Background:  In prior data, the prevalence of transmitted drug resistance in recently HIV-infected persons in the Options Project cohort in San Francisco declined from an annual peak of 19 to 27% of patients in 2000 to 2002 to 10 to 11% in 2003 to 2004. We sought to assess changes in the prevalence of transmitted drug resistance in San Francisco since 2003.

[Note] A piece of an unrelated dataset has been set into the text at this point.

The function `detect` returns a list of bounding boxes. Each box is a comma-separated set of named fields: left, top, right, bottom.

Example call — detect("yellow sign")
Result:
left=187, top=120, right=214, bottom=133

Methods:  All patients enrolled in the Options Project, a longitudinal cohort study in San Francisco of acute/early HIV (<12 months), underwent genotype analysis at or soon after entry into the cohort. Patients were assessed for the presence on an initial genotype of at least one drug-resistance mutation, using published guidelines, which exclude common polymorphisms. Genotypes were excluded if performed >10 days after initiation of ART. The prevalence of transmitted drug-resistance mutations, as well as the prevalence of these mutations by class (NRTI, NNRTI, PI) was assessed in each year from 2003 to 2007. A c² test for linear trend was used to assess whether prevalence changed significantly over time.

Results:  Of a total of 224 patients who entered the cohort and underwent initial genotyping, 36 (16%) had evidence of transmitted drug resistance mutations. There was a statistically significant increase in the prevalence of transmitted drug resistance mutations over the study period (p = 0.01). There was a statistically significant increase in the prevalence of NNRTI mutations (p = 0.04). Changes over time in the prevalence in NRTI mutations were not significant (p = 0.2), nor were changes in PI mutations (p = 0.9).

Conclusions:  We observed a fairly steady and statistically significant increase in the prevalence of transmitted drug resistance in San Francisco from a nadir in 2003. This was driven most strongly by increases in NNRTI resistance, while PI resistance was steady or declined. This increase may be related to the increasing use of NNRTI and subsequent development of resistance in persons receiving treatment.